To assess specific CTL killing, MDA-MB231, SK-BR3, SAOS-2, and SAOS-2/p53 tumor cell lines were pretreated with 20 ng/mL IFN-γ and 3 ng/mL TNF-α for 24 hr and then labeled with Na51CrO4 for 1 hr. The labeled target cells and diluted effector cells were coincubated for 4 hr at 37°C. Supernatants were harvested and counted using a gamma counter. Percent specific lysis was calculated using the following formula: percent specific release = (experimental release − spontaneous release) / (total release − spontaneous release) × 100.

Statistical methods

Data were analyzed by GraphPad Prizm 5 software. Values of the results were expressed as means and SEs. Differences were considered to be statistically significant when p value < .05. The percentage of specific lysis was evaluated using two-tailed unpaired t test.

RESULTS

Patient characteristics

Twenty-three HLA-A2+ patients (13 males, 10 females) with solid tumors were enrolled in the study. The characteristics of patients are shown in Table 1. The majority of patients had adenocarcinoma of prostate, colon, and breast origin and had stage III or IV cancer. After stimulation of PBMC with MVAp53 and the human-p53-derived peptide library, over 60% of the patients demonstrated p53-specific IFN-γ production. IFN-γ responses were present in PBMC from patients with all types of solid tumor malignancy with the exception of the one patient with lung cancer. Over 53% of male patients and 70% of female patients demonstrated p53-specific immune responses. In 8 (66.7%) of the younger patients and 6 of the older patients (p = .68), p53-specific responses were identified. Patients with stage IV tumor were less likely to mount p53-specific responses than the group of patients with stage I–III malignancy (p = .26), but this difference was not significant. The status of human p53 expression in tumor did not correlate with p53-specific IFN-γ production (data not shown).
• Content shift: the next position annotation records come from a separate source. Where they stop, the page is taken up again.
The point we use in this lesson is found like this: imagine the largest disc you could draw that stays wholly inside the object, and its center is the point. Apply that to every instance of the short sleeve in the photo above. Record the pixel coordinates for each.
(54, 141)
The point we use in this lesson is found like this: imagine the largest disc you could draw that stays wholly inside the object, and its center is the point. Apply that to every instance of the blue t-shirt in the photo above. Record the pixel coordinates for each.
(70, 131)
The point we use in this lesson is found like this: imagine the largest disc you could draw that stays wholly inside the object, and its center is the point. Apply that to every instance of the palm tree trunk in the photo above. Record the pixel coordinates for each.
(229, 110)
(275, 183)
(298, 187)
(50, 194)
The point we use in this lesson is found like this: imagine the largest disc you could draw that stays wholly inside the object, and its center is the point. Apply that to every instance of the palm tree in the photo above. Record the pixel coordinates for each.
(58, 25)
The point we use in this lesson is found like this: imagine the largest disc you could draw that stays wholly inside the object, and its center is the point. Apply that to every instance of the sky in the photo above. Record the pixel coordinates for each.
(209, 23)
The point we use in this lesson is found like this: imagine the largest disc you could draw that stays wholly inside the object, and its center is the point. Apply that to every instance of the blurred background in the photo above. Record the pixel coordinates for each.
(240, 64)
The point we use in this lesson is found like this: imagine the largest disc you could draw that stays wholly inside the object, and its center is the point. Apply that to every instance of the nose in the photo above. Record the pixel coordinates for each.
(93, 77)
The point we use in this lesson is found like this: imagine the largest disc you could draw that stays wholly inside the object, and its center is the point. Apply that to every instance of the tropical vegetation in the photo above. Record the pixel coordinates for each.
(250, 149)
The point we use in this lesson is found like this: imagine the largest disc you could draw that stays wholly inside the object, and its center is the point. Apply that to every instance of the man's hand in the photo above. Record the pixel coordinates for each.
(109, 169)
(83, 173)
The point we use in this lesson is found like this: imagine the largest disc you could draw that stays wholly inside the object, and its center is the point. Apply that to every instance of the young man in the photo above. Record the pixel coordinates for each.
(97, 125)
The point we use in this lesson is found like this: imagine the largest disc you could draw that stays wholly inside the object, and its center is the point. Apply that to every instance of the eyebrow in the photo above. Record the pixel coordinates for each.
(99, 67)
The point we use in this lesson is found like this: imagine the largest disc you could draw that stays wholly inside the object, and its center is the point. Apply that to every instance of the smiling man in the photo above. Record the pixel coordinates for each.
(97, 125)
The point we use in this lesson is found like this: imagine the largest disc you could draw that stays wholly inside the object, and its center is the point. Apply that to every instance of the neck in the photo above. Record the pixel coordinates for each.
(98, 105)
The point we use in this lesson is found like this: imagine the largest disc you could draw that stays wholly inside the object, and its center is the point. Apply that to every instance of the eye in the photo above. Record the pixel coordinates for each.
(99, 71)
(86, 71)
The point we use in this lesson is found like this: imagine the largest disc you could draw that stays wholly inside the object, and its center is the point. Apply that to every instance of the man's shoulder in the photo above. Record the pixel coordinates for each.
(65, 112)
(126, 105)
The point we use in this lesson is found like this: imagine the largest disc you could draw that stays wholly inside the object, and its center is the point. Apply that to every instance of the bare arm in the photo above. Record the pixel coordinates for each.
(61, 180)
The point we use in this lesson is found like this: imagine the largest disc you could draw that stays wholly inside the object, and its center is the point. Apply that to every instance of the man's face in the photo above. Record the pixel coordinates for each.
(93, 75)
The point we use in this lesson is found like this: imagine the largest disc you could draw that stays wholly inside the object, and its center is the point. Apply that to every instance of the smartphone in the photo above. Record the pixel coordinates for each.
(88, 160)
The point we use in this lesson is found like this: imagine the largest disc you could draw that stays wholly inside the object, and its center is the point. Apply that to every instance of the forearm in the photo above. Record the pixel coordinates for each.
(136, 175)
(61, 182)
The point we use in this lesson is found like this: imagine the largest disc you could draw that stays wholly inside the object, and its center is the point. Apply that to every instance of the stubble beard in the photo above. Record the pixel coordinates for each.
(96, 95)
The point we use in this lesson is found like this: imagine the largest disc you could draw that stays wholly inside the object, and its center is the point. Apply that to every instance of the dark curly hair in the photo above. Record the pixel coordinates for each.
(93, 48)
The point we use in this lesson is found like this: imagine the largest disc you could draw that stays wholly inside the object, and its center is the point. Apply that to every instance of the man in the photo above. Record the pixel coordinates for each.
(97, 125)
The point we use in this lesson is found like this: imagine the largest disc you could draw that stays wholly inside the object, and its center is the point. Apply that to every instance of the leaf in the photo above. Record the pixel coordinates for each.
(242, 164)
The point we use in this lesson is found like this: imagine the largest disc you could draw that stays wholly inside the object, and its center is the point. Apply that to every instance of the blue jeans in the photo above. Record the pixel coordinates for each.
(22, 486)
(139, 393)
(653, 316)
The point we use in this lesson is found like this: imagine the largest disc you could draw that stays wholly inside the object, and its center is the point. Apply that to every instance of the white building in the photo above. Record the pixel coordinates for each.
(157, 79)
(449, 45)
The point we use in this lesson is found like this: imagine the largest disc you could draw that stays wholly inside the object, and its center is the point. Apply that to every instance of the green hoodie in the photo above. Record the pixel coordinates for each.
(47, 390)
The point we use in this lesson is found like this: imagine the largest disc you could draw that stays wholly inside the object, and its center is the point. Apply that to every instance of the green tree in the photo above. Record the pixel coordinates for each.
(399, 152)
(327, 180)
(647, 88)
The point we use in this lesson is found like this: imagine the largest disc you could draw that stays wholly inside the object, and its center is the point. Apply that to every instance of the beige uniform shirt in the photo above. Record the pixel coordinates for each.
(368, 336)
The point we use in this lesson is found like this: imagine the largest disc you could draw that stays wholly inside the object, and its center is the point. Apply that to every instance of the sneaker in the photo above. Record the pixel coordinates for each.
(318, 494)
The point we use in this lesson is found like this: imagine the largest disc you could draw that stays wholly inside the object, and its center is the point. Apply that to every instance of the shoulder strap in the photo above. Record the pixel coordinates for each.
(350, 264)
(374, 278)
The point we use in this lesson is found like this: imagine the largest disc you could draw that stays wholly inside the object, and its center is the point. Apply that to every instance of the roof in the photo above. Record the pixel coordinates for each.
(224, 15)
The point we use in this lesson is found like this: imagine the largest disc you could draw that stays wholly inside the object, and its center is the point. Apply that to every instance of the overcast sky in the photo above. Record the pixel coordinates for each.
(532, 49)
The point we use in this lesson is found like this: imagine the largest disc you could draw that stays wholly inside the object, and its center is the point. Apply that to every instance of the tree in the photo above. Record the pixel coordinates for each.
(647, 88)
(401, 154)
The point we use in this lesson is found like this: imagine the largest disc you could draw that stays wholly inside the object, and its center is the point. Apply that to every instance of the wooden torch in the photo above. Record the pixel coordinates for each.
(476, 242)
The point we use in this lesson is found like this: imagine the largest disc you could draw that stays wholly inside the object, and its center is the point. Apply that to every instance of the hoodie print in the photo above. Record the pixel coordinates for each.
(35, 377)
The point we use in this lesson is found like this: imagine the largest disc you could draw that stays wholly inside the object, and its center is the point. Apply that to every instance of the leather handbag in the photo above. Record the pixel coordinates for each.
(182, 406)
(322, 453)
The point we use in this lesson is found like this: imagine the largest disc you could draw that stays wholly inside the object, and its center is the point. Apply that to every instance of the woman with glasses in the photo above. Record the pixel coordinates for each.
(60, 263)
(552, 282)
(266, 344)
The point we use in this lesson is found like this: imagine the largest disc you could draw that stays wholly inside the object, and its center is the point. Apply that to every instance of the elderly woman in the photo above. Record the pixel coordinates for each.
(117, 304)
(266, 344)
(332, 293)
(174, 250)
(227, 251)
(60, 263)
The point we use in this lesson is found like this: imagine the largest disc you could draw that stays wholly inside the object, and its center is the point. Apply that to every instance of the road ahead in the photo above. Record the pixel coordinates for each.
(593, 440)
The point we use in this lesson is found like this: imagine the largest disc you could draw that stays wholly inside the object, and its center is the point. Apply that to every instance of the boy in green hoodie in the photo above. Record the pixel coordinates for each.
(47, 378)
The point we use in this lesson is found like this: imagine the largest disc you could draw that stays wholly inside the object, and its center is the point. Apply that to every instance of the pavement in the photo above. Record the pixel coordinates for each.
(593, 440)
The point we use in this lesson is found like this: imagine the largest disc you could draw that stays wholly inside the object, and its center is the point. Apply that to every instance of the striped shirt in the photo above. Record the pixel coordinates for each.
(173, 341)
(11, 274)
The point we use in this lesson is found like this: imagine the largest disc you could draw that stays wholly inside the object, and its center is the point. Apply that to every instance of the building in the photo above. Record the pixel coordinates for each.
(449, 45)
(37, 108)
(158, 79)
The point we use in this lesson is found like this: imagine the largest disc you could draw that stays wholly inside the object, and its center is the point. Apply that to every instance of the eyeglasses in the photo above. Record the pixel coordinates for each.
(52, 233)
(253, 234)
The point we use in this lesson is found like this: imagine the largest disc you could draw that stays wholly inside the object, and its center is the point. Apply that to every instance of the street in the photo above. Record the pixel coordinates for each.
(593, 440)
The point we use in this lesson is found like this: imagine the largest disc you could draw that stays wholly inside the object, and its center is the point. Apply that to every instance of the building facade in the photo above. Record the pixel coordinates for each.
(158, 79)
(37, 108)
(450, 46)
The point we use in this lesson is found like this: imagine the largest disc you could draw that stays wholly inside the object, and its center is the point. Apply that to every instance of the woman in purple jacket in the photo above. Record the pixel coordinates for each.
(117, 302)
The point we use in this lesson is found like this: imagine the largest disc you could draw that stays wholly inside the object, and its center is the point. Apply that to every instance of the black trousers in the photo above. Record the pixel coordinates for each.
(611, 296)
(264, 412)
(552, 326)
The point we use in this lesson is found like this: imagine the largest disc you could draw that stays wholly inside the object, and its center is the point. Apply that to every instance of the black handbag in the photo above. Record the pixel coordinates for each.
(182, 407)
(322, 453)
MVAp53 stimulation results in p53-specific IFN-γ+-secreting CD8+ cell expansion

Activation of tumor-specific CD8+ T cells and subsequent amplification of sustained effector CTL responses is of particular importance in tumor immunity. To assess specific IFN-γ-secreting CD8+ cell expansion followed by MVAp53 stimulation, CD8+-enriched cells from a patient with head and neck squamous-cell carcinoma (HNSCC) were stimulated by MVAp53 or MVA-CEA infected CpG-activated autologous PBMC blast APC (Figure 1). The production of p53-specific IFN-γ was identified following stimulation with MVAp53 but not with an MVA expressing the irrelevant control protein CEA (1).

To further evaluate the potential of MVAp53 to stimulate p53-specific IFN-γ+-secreting CD8+ cells, CD8+ cells from an HLA-A2+ gastric cancer patient were stimulated with MVAp53 following by an IVS with the human-p53-derived overlapping peptide library. The resulting cell population demonstrated tetramer-specific binding for the previously described HLA-A2 restricted epitopes of p53149–157 and p53264–272 [see Figure 2(a)]. IFN-γ ICC analysis indicated that 0.5% of the cells were positive by ICC for p53149–157, while 0.25% were positive by ICC for p53264–272. By comparison, 1.00% + 2.85% or 3.85% of the cell population responded to the 2 subfractions of the p53-derived overlapping peptide library [see Figure 2(b)]. This suggests that the p53-specific responses seen following MVAp53 stimulation are not only restricted to the two well-established HLA-A2 epitopes but also to other less well-defined p53-derived epitopes.

Figure 2 

Stimulated cells were analyzed by tetramer-binding assay and ICC assay. CD8+ cells from the PBMC of cancer patient were subjected to MVAp53 stimulation and IVS with the human-p53-derived peptide library. (a) A tetramer-binding assay was performed on the stimulated effector cells. (b) IFN-γ production analysis was performed on stimulated effector cells following an overnight incubation with HLA-A2-restricted p53-specific epitopes or the p53-derived peptide library. (c) The stimulated effector cells from PBMC of all 23 cancer patients were analyzed for IFN-γ production by ICC assay after overnight incubation with p53 peptide library. Cutoff value was set up at 0.10% IFN-γ+ in CD8+ T cells after background subtraction. Results are gated CD8+ T cells.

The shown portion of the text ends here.